Brownback: Chris Hill was ‘evasive and unprofessional’ in his dealings with Congress

Senator Sam Brownback has come out against Chris Hill’s nomination to be U.S. Ambassador to Iraq:

I am deeply concerned about the possibility of Assistant Secretary Hill serving in the crucial post of Ambassador to Iraq,” Brownback said. “While I commend Mr. Hill for his long and dedicated career in the Foreign Service, I believe that his lack of any Middle East experience, and his evasive and unprofessional dealings with Congress, make him a poor choice for leading our largest, and most important embassy in the world at a pivotal time for American diplomacy in Iraq. I urge the President to reconsider this nomination. [Press Release, Senator Sam Brownback]

I see I’m not the only one questioning Hill’s integrity.

I wonder if Brownback will be the only one. Hill made enemies in both parties, for example, when he — along with the rest of the Bush Administration — withheld information from Congress about North Korea’s proliferation to Syria. Of course, a congressman can’t hold a nomination, but one senator is all it takes.

3 Responses

  1. Obama is invested in gradual failure in Iraq. Hill is his excuse for things unraveling there.
    As an OIF vet and someone serving in USFK now, I could not be more disgusted. Sen. Brownback is 100% correct.

  2. Failure should have consequences…

    And from what little I’ve read over the last few years, you can place the blame for the failure of North Korea policy at the feet of Hill and Condie Rice and thus Bush.

    As I understand it, Hill was a leader in getting Bush to flipflop on the pressure tactics and arm’s length dealing with Pyongyang that characterized most of Bush’s time in office.

    If it had worked, then more power to him — give him more responsibility. But it failed miserably. It was a set back. And it is so hard to find a way to get movement out of Pyongyang, set backs are particularly bitter to swallow.

    Given the level of failure — putting him in Iraq makes no sense, and I’m glad some are fighting the move.

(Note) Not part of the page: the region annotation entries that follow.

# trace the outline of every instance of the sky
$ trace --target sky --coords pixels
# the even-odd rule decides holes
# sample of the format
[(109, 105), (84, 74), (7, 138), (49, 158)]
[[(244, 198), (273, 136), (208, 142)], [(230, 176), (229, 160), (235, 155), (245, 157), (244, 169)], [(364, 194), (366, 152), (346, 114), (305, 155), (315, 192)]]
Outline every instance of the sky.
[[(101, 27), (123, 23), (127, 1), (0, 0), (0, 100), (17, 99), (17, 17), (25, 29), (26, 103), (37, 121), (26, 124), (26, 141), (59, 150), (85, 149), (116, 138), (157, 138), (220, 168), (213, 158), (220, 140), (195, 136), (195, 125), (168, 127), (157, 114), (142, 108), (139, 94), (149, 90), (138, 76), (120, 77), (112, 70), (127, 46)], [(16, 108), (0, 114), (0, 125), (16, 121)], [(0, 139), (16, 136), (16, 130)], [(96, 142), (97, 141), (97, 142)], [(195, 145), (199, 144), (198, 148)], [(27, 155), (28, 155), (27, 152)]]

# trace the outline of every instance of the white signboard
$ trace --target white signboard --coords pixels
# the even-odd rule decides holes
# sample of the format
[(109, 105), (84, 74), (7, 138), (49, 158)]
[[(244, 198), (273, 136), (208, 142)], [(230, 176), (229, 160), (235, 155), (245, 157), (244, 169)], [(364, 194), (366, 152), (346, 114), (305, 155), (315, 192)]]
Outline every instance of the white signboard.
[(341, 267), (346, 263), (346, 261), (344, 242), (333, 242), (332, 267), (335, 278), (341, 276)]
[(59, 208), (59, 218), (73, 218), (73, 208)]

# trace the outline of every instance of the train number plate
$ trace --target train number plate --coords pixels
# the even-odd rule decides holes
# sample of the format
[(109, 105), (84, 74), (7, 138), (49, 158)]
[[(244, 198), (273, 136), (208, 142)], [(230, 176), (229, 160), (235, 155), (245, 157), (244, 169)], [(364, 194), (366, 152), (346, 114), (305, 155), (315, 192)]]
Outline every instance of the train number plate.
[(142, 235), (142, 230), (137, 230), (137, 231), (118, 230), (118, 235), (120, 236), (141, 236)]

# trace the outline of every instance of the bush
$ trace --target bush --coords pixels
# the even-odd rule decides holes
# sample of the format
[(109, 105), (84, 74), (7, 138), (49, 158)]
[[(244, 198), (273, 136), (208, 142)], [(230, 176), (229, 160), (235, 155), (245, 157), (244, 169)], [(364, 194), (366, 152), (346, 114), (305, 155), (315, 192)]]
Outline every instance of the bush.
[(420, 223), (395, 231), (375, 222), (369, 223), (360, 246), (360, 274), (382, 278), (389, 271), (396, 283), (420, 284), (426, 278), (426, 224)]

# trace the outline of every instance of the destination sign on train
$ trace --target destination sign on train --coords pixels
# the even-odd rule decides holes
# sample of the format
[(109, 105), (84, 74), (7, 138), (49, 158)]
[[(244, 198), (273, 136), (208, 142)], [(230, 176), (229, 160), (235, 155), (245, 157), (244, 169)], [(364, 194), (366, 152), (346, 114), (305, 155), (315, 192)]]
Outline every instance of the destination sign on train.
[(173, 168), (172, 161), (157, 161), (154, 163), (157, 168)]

  3. usinkorea, not to sharpshoot you, but the Lion’s share of blame should be pinned on the decade of South Korean pollyanna “sunshine policy” and not on the Bush administration alone which had to deal with the appeasing lefties. Maintaining the alliance while dingleberries like Roh were in office made it difficult to take a hard line tack against the DPRK. I’m not exonnerating Rice/Bush, but let’s at least place them in the context of having to ally with arch-appeasers who were finally voted out of power.